How to negotiate while litigating damages in a personal injury case such as as a slip and fall aboard a cruise ship is one complex issue that many personal injury plaintiffs and their lawyers face everyday. I have found that without a filed lawsuit and trial date, most insurance companies, cruise lines and their lawyers will offer just pennies on the dollar for a claim.
Of course, I realize it is not always practical or advisable to file a lawsuit on every case, especially a case with weak liability and damages. In those cases, one is usually at the mercy of the adjuster to make an offer in hopes of resolving a case. I hate being in that situation, but unfortunately many small PI cases simply do not justify the expense, time, and stress of litigation. I have learned that lesson the hard way, as I used to just file suits and often tried many small PI cases. I can say that judges and juries do not like them, and therefore they are nearly impossible to win.

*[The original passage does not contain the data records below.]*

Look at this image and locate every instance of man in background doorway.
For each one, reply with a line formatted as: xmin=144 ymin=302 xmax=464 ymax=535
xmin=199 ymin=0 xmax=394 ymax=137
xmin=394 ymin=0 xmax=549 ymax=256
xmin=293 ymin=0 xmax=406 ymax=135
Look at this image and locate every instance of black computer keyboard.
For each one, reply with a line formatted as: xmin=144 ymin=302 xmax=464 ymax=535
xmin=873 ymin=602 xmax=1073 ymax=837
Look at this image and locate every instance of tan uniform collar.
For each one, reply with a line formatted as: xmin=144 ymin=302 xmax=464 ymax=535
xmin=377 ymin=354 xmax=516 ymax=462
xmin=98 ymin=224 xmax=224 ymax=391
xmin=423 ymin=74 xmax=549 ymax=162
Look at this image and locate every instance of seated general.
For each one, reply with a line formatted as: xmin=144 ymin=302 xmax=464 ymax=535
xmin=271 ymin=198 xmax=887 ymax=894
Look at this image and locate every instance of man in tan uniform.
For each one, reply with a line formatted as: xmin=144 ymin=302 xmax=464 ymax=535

One thing that I have found to be helpful is providing the adjuster with every possible document, letter, statement, medical record, and bill that support your client’s claim. I do not believe in keeping things “close to the vest” so that you can surprise an adjuster or defense lawyer once a case is in suit. Often that “ace up the sleeve of a lawyer” was just what an adjuster would have needed to get a case settled.

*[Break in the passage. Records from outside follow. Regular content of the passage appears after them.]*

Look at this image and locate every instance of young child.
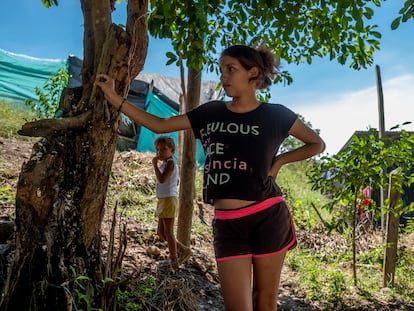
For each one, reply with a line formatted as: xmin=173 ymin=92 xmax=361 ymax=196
xmin=152 ymin=136 xmax=191 ymax=270
xmin=95 ymin=45 xmax=325 ymax=311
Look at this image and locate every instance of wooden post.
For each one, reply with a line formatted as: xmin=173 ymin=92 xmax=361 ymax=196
xmin=382 ymin=168 xmax=401 ymax=287
xmin=375 ymin=65 xmax=386 ymax=236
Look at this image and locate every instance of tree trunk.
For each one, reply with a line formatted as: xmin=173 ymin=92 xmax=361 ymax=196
xmin=177 ymin=68 xmax=201 ymax=246
xmin=0 ymin=0 xmax=148 ymax=311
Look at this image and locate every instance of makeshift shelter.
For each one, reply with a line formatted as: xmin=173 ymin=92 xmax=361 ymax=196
xmin=0 ymin=49 xmax=224 ymax=164
xmin=0 ymin=49 xmax=68 ymax=104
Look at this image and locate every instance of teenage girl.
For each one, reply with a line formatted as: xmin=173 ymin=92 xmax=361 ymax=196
xmin=96 ymin=45 xmax=325 ymax=311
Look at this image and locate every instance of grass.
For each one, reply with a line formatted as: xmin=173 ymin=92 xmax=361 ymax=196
xmin=0 ymin=101 xmax=33 ymax=139
xmin=0 ymin=102 xmax=414 ymax=310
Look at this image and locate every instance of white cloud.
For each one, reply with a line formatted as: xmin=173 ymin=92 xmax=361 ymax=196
xmin=297 ymin=75 xmax=414 ymax=154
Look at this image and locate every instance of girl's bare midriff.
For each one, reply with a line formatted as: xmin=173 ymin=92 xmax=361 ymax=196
xmin=214 ymin=199 xmax=256 ymax=209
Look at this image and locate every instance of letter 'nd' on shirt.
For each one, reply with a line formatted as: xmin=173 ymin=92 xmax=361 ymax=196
xmin=187 ymin=101 xmax=297 ymax=204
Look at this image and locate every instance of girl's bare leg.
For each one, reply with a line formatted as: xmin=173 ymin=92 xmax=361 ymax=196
xmin=217 ymin=258 xmax=253 ymax=311
xmin=253 ymin=252 xmax=286 ymax=311
xmin=157 ymin=218 xmax=167 ymax=241
xmin=162 ymin=218 xmax=178 ymax=268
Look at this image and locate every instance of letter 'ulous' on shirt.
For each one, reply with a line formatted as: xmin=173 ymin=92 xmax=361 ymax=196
xmin=187 ymin=101 xmax=297 ymax=204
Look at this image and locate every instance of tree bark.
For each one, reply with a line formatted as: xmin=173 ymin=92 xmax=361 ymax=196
xmin=177 ymin=68 xmax=201 ymax=246
xmin=0 ymin=0 xmax=148 ymax=311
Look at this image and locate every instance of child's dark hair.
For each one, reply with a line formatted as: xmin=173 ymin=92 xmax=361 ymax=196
xmin=154 ymin=136 xmax=175 ymax=152
xmin=221 ymin=45 xmax=279 ymax=90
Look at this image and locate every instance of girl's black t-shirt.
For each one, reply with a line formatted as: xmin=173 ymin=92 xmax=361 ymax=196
xmin=187 ymin=101 xmax=297 ymax=204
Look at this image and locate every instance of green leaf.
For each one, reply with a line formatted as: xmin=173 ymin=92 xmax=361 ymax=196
xmin=391 ymin=17 xmax=401 ymax=30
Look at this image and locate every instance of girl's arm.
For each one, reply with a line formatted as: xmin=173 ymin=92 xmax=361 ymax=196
xmin=152 ymin=157 xmax=175 ymax=184
xmin=269 ymin=119 xmax=325 ymax=178
xmin=95 ymin=74 xmax=191 ymax=133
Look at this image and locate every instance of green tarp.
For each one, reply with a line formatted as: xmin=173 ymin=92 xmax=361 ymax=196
xmin=137 ymin=92 xmax=205 ymax=165
xmin=0 ymin=49 xmax=67 ymax=102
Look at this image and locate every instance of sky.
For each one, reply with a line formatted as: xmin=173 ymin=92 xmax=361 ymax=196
xmin=0 ymin=0 xmax=414 ymax=155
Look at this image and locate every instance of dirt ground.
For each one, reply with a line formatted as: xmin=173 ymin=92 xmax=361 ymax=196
xmin=0 ymin=137 xmax=409 ymax=311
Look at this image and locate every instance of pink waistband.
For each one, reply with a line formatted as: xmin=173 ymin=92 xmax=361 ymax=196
xmin=214 ymin=196 xmax=283 ymax=220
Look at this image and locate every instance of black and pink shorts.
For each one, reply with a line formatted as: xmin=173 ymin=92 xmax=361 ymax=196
xmin=213 ymin=196 xmax=297 ymax=261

I also immediately document in writing each call and message left with an adjuster. If I leave a message, I send an email and fax stating that I have tried to reach the adjuster and was unsuccessful. I pepper the adjuster’s file with professional and courteous documentation of everything.
Lay witnesses are commonly called “Before-and-After” witnesses. These are people who have no interest in the outcome–for instance, a client’s rabbi or priest, teacher, supervisor, or a fellow member of a charitable organization. I have had dozens of clients who simply cannot come up with a single lay witness to testify on their behalf. Others have dozens of acquaintances and associates who are credible and believable witnesses as to how the accident has diminished the quality of life of the plaintiff.
You can get affidavits or short videos that can be shown to the adjuster, detailing in an informal style how the accident has affected the claimant. They can be quite powerful tools, and I use this technique often when an injury and its effects are not obvious.
Expert Reports and Testimony
Most cases involve an orthopedic surgeon, neurologist, or. . . gasp . . . a chiropractor. Insurance adjusters are not easily persuaded by these typical experts when evaluating a claim. Think outside the box and consider enlisting the testimony of pain management doctors, traumatologists, physiatrists, and neurosurgeons.
Either get reports from them, or simply snap a 30-second video with your Iphone at your next conference and have them explain why and how they believe your client has sustained a permanent injury.
It pays to get a copy of the latest AMA Guidelines: “Guides to the Evaluation of Permanent Impairment, Sixth Edition, Clarifications and Corrections.” This resource provides the criteria that most physicians rely upon in formulating whether a patient has sustained a permanent injury as well as the extent or percentage of their impairment.
Use of Demonstrative Evidence
“I hear and I forget. I see and I remember. I do and I understand.”
I love demonstrative evidence, and so do juries. In fact, I believe in this day of the CSI Effect that they demand it. In other words, modern juries get their information online, on their phones, and by watching shows like CSI and Elementary. In these shows, graphic animation is often used to explain how a crime occurred or a victim died. Jurors today want to see this, and while it can be somewhat expensive, I recommend that it not be a static image but a moving image.
Earlier in my career it was nearly cost-prohibitive to create an animated exhibit illustrating how an accident may have occurred or the development of an image. With today’s technology, it is very affordable. There are dozens of companies that produce animated visuals for lawyers, and prices are very competitive.
Bear in mind each jurisdiction has specific evidentiary requirements for use of graphics, whether as demonstrative aids or to be admitted into evidence. But for simply trying to settle a claim, there are no rules. Just be sure that the exhibit is professionally created and accurately depicts the relevant subject matter.
Key Pleadings and Motions
I think one of the best pleadings to encourage settlement is a Proposal for Settlement (PFS). This simply provides the prevailing plaintiff an opportunity to collect attorney’s fees on top of a judgment. There are specific rules that apply to the timing and language of these documents. A similar document that is available to the defense to add extra pressure on the plaintiff to settle is called an Offer of Settlement.
The rules and laws pertaining to these pleadings change frequently and are hotly contested virtually every week in Florida’s appellate courts. I recommend that, before submitting a PFS, you consult with competent appellate counsel or trial support rather than utilizing someone else’s form, or even mine.